The two most important values in this configuration file are the real-time-html and the ws-url values. It was the combination of these two values that finally started GoAccess as a running service in docker that continuously monitored the access.log file for additions. Unfortunately, it only updates a single HTML file and makes no attempt to serve it over an HTTP connection. So you will need another web server to actually serve this HTML report. Nginx is perfect for this use case, as it's also one of the most popular reverse proxies, and can serve static assets as well. The awkward part for my setup, is that I'm using Traefik as my reverse proxy, and it can't serve static assets by design. Another issue I ran into, was that according to the documentation of Traefik, access logs are written in the Common Log Format which GoAccess understands. However when I first parsed the access logs with the GoAccess log-format set to COMMON, various graphs didn't properly parse. Turns out that GoAccess actually want the Apache COMBINED log format, which in this particular case is the same as the Traefik logs. Lastly, I wanted to get Geo Location working. This requires a free GeoIP database from MaxMind in the .mmdb format. Fortunately, the GoAccess docker image is already built with support for parsing this database, and you simply need to supply your own database file.
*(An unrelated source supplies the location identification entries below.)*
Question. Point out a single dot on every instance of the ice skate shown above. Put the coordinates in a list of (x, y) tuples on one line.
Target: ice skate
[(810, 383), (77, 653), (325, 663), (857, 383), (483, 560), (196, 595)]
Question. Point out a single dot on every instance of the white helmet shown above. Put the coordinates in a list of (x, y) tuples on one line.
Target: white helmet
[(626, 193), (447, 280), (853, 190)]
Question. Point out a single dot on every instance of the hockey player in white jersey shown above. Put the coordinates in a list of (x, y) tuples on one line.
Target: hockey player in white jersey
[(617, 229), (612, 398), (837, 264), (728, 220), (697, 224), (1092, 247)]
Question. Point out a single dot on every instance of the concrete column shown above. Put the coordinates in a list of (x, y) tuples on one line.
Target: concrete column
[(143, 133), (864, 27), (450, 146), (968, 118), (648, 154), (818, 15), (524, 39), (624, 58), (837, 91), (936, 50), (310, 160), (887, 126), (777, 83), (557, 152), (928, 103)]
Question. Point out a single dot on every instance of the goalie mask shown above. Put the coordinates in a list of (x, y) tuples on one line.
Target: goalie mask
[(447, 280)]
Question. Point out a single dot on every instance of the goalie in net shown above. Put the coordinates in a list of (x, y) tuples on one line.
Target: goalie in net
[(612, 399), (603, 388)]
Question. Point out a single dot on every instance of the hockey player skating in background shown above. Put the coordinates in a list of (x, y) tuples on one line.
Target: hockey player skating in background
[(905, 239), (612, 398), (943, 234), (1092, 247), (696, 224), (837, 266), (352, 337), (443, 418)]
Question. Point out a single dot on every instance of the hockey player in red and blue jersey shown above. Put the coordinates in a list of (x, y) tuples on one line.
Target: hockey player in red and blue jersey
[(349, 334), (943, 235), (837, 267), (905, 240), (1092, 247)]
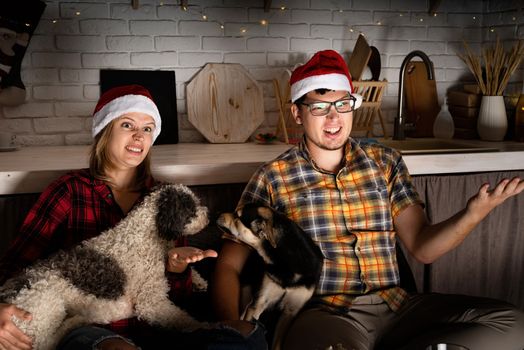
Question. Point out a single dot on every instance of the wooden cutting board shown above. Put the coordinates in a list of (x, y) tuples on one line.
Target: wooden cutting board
[(421, 99), (225, 103)]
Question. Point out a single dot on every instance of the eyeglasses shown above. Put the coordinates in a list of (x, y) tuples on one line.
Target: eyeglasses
[(321, 109)]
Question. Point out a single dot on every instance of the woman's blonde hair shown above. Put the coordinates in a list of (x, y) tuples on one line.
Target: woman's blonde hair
[(99, 160)]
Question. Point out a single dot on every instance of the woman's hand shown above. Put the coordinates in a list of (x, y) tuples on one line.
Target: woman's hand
[(11, 337), (179, 257)]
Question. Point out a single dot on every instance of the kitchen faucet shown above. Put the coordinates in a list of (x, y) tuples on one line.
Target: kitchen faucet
[(400, 122)]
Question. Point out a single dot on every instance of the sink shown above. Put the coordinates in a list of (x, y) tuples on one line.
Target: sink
[(433, 145)]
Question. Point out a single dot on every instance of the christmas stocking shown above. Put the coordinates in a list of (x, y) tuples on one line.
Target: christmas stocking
[(18, 20)]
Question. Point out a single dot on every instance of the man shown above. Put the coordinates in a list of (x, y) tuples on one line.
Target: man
[(354, 199)]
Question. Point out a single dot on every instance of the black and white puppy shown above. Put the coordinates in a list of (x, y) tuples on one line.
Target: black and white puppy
[(293, 262)]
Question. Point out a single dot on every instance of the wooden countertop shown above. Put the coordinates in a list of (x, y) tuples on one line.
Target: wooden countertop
[(31, 169)]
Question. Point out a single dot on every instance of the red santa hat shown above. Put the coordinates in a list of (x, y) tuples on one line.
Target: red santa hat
[(120, 100), (325, 70)]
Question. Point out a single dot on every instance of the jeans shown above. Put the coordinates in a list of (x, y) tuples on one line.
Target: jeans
[(219, 338)]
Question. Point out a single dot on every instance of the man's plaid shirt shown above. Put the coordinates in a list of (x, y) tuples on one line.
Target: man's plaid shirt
[(349, 215)]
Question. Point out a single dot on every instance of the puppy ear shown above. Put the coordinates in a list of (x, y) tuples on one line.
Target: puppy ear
[(271, 234), (269, 231), (175, 207)]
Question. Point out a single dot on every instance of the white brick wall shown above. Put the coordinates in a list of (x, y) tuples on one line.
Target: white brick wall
[(61, 66)]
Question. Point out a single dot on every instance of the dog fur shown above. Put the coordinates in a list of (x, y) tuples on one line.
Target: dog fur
[(292, 261), (116, 275)]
After that, it was simply a matter of configuring Nginx to passthrough the websocket url, and have Traefik point a certain route to this Nginx container.

Nginx Setup

The Nginx setup is nothing special, and should be simple to understand for anyone that has ever configured Nginx before:

 1: 
 2: 
 3: 
 4: 
 5: 
 6: 
 7: 
 8: 
 9: 
10: 
11: 
12: 
13: 
14: 
15: 
16: 
server {
    listen 80;

    location / {
        root /data/www/goaccess;
    }

    location /ws {
        proxy_pass http://GOACCESS_IP_ADDRESS:7890/ws;
        proxy_set_header Upgrade $http_upgrade;
        proxy_set_header Connection "upgrade";
        proxy_set_header Connection "keep-alive";
        proxy_pass_request_headers on;
        proxy_http_version 1.1;
    }
}

The root location referse to where the HTML file is located, which in my case shared via a docker volume mount. And the /ws route is the passthrough to the GoAccess web socket server which delivers live updates to the website. You might notice that there is no configuration for SSL certificates here. That's because my Traefik container is acting as the public facing reverse proxy, and the TLS termination happens there.

A better idea in general might be to create a new docker image which contains both GoAccess as well as a correctly configured Nginx, and it seems several people have already tried this. I haven't yet experimented with these containers, but most likely will try to get one of those working as at this point this double container business seems really annoying and inefficient.